亭角的铜铃突然惊惶地摇晃起来。江亭下意识蜷缩进柱子投下的阴影里,看着一个扎着蝴蝶结发带的身影旋风般卷上台阶。女孩的小皮鞋沾着草屑,裙摆像花瓣似的散开,怀里还抱着个不断滴水的透明塑料袋。
"你看!"塑料袋被猛地举到眼前,江亭这才看清里面游动着三条红白相间的小鱼,"我在喷水池捞到的!保安叔叔说这叫锦鲤——"
话音戛然而止。江亭后知后觉地发现自己的手正悬在半空,那是她惯常阻挡陌生人靠近的防御姿势。阳光穿过塑料袋在女孩脸上投下粼粼波光,她看到对方鼻尖沾着一点泥渍,眼睛亮得像刚擦过的黑曜石。
"你的刘海真好看。"女孩突然凑近,带着青草香气的呼吸拂过江亭耳畔,"像童话书里的公主。"
江亭耳尖发烫。她熟悉各种客套的赞美,却从未听过这样直白的惊叹。那些被钢琴老师称赞"优雅"的仪态,被法语家教夸奖"标准"的发音,在这个陌生女孩炽热的目光里突然变得轻飘飘的。
"我叫徐星然。"女孩把塑料袋塞进江亭手里,鱼儿受惊地甩尾,溅起的水珠落在她新换的裙子上。江亭慌忙去擦,却听见清脆的笑声:"它们喜欢你!"
塑料薄膜传递着微弱的温度,江亭发现徐星然的手心比自己更暖。三条锦鲤在狭窄的空间里来回游动,偶尔碰触她的指尖,像在叩击某个封闭的透明牢笼。
"要不要给它们起名字?"徐星然已经蹲下来在水泥地上画圈,"这条尾巴有黑点的叫流星,胖胖的叫糯米团..."她抬头时,发现江亭正用指尖轻轻点着最瘦小的那条。
"那它叫亭亭好不好?"徐星然的声音突然放得很轻,"就像你。"
阳光在这一刻变得锋利。江亭感到有温热的液体涌上眼眶,她急忙低头假装整理裙摆。叫"亭亭"的小鱼突然跃出水面,在塑料袋上撞出清脆的声响。

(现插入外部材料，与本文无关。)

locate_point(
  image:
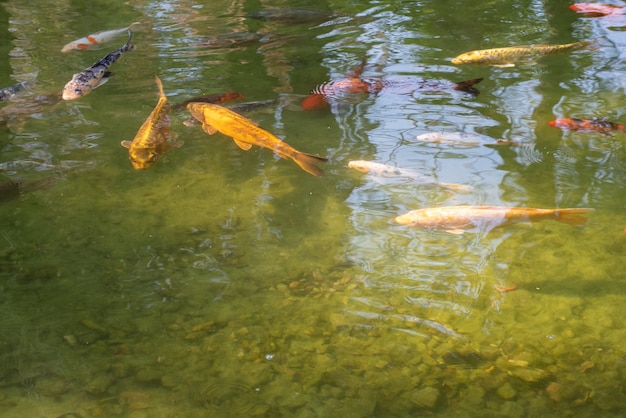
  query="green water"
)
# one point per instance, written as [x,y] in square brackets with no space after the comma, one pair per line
[230,283]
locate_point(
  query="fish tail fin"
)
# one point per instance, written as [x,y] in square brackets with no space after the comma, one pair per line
[308,163]
[160,85]
[468,86]
[571,216]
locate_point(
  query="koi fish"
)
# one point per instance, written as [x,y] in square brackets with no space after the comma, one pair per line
[7,93]
[354,83]
[508,56]
[455,219]
[247,133]
[597,9]
[229,96]
[387,171]
[290,15]
[590,125]
[96,39]
[462,139]
[152,139]
[95,75]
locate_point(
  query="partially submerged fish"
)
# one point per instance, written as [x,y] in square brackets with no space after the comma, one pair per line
[597,9]
[246,133]
[387,171]
[321,95]
[291,15]
[217,98]
[95,75]
[152,139]
[590,125]
[9,92]
[96,39]
[462,139]
[456,219]
[509,56]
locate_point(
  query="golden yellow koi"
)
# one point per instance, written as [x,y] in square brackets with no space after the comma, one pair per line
[455,219]
[152,139]
[246,133]
[508,56]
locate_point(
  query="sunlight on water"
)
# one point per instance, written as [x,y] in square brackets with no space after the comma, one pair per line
[228,283]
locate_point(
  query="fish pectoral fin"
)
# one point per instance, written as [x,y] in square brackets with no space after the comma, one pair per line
[208,128]
[243,145]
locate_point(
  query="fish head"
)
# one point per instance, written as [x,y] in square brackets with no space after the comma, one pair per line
[359,165]
[314,101]
[73,90]
[142,158]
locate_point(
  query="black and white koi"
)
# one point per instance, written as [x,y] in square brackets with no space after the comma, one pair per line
[95,75]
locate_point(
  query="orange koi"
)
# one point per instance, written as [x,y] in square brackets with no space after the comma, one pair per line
[597,9]
[96,39]
[320,97]
[589,125]
[246,133]
[455,219]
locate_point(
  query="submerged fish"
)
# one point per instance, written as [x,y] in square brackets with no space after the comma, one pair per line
[152,139]
[217,98]
[597,9]
[455,219]
[387,171]
[96,39]
[9,92]
[462,139]
[246,133]
[95,75]
[290,15]
[509,56]
[590,125]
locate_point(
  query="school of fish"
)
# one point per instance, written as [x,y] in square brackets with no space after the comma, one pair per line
[154,137]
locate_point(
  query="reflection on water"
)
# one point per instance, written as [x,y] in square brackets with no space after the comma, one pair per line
[229,283]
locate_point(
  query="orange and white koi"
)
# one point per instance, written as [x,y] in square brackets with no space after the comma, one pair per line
[152,139]
[96,39]
[456,219]
[387,171]
[95,75]
[589,125]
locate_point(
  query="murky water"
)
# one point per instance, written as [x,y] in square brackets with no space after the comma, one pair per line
[230,283]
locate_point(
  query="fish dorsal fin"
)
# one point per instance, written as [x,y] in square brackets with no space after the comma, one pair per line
[208,128]
[243,145]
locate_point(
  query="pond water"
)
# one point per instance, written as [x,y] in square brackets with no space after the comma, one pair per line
[224,282]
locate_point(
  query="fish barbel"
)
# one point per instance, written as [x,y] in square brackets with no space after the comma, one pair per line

"它想和你玩呢。"徐星然忽然抓住她的手腕。江亭本能地瑟缩,但对方的手指只是轻轻圈住她纤细的腕骨,像对待博物馆里易碎的琉璃展品。她闻到徐星然身上有阳光晒过棉布的味道,混合着幼儿园统一发放的草莓味洗手液香气。
"你看。"徐星然牵引着她的手指贴近水面,"要这样慢慢..."
锦鲤的尾鳍扫过江亭的指尖,丝绸般的触感激得她差点惊叫出声。徐星然的笑声像摇晃的铃铛:"它亲你了!这是好运的象征!"
远处传来集合铃声。江亭看见徐星然麻利地扎紧塑料袋,却把系绳末端塞进自己手心。"送给你。"她说这话时眼睛看着江亭身后某处,睫毛快速眨动了几下,"我妈妈说,收到锦鲤的人会实现所有愿望。"
江亭突然注意到徐星然右膝结着新鲜的痂,边缘还泛着粉色。这个发现奇异地缓解了她的不安,原来太阳般耀眼的女孩也会摔跤,会留着未愈的伤痕在阳光下奔跑。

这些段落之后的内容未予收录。